Rahul Gandhi allegedly made this statement. It is sad that an armchair, untrained economist like me understands the significance of roads while someone who is poised to lead India does not. Check out this vice documentary on truckers in West Africa to get the connection between roads and economy. Jim Rogers, the author of the excellent book Investment Biker, also alludes to how Africa is rendered destitute due to adverse road connectivity. In spite of so much evidence suggesting road connectivity being essential for a vibrant and healthy economy, Rahul Gandhi makes this foolish statement, and our so-called independent media is busy discussing his dimples and charm working up pubescent teenage girls.
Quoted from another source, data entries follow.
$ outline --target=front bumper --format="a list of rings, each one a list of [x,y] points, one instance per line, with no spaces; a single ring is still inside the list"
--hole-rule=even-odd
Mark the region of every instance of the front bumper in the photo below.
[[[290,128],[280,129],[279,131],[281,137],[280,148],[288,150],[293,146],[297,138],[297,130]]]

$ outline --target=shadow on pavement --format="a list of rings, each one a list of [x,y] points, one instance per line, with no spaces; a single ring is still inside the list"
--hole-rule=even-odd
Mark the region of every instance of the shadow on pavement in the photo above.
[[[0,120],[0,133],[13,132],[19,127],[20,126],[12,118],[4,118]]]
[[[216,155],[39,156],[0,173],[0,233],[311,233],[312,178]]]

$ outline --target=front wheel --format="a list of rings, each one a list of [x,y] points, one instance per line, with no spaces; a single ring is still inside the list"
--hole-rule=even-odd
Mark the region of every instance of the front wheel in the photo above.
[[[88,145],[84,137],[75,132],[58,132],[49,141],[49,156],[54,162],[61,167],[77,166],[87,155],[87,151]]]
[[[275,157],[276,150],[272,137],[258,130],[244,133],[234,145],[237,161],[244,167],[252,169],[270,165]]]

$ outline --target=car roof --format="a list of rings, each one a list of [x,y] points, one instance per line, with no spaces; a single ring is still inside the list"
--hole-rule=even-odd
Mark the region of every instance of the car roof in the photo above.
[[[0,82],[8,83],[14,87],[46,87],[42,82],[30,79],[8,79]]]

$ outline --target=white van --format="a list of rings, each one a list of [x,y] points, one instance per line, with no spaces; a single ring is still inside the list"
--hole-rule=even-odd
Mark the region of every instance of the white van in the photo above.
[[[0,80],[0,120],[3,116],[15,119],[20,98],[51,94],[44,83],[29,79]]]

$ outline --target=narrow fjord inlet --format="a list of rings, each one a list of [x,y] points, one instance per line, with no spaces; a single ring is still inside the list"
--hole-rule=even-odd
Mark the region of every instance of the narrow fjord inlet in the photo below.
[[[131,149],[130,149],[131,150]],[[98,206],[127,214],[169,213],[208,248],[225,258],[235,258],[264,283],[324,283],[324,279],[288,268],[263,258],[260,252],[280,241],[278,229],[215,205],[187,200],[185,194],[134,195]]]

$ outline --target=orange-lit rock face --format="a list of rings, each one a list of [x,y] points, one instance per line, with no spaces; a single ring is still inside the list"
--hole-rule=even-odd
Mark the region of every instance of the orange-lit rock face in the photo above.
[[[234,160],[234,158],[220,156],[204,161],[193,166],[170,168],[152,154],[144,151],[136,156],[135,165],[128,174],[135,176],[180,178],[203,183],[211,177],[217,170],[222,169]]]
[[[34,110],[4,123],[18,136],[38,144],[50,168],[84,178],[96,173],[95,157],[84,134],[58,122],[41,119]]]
A road is something that transcends caste, religious, and socioeconomic boundaries. A road does not discriminate between a rich man driving his BMW or a poor milk seller on his bicycle, a pandit riding his Luna or a moulvi plying his scooter. I do not for a second doubt the ingenuity of our so-called secular politicians to come up with a statement on the lines of Minorities have the first right to our roads; but until that happens, for all purposes, we can take rest in the fact that a road is a great unifier of all sections of the society.
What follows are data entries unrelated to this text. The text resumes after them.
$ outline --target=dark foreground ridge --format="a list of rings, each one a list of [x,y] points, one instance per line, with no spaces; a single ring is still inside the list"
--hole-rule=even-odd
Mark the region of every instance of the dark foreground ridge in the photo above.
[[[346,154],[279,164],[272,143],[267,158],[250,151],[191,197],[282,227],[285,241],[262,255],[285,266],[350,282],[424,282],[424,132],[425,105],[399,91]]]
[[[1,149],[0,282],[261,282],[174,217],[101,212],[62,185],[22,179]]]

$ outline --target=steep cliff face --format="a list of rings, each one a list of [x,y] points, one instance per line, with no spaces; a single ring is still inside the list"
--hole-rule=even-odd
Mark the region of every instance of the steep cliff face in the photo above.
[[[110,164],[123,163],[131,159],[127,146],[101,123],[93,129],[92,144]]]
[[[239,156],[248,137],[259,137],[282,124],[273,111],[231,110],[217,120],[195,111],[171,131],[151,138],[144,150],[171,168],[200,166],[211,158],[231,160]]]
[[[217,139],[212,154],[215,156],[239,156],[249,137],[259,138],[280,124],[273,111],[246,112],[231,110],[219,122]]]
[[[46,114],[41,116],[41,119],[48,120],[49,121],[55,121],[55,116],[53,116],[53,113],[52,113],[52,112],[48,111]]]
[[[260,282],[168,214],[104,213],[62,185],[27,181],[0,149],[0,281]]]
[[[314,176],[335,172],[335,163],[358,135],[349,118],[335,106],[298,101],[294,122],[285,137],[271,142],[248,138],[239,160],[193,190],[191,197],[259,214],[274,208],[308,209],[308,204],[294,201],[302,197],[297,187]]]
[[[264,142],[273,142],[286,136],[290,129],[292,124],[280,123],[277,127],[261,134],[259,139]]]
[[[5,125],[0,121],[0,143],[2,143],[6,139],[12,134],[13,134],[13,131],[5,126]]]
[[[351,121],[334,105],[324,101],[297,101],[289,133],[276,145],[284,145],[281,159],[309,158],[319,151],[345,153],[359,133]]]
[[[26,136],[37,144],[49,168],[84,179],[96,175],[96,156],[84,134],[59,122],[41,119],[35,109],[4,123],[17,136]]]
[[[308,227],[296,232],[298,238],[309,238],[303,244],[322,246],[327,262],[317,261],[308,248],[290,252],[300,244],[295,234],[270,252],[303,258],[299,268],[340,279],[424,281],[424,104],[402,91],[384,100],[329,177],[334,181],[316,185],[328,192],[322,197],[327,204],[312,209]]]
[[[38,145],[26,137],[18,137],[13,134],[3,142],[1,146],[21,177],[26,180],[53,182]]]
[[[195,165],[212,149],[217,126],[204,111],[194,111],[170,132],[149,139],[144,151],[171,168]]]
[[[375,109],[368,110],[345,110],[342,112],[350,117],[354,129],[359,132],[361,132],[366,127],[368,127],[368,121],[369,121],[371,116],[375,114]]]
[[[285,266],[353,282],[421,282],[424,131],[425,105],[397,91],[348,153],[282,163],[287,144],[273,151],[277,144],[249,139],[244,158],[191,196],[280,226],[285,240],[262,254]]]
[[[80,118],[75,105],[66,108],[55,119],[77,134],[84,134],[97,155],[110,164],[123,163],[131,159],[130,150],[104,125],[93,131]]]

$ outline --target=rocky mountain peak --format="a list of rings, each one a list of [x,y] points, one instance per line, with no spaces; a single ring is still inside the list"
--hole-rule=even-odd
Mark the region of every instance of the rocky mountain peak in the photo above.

How do roads benefit the poor?
Connectivity makes transportation efficient, thus reducing the cost; this is an indirect benefit for all. Let us take a specific case of how roads will make the life of an impoverished auto-rickshaw driver better. If an auto driver plies on potholed roads all day long, it takes a toll on his auto; this will directly reflect in the efficiency of the auto as well as the money he has to spend on maintenance, not to mention the lost opportunity to make money by ferrying more customers due to the reduced travel time. All in all, an auto driver has to gain a lot with smooth roads. Instead of working on these, our government is hell-bent on extending the economic black hole of NREGA to urban poor, and our media is a silent spectator to this theater of absurd.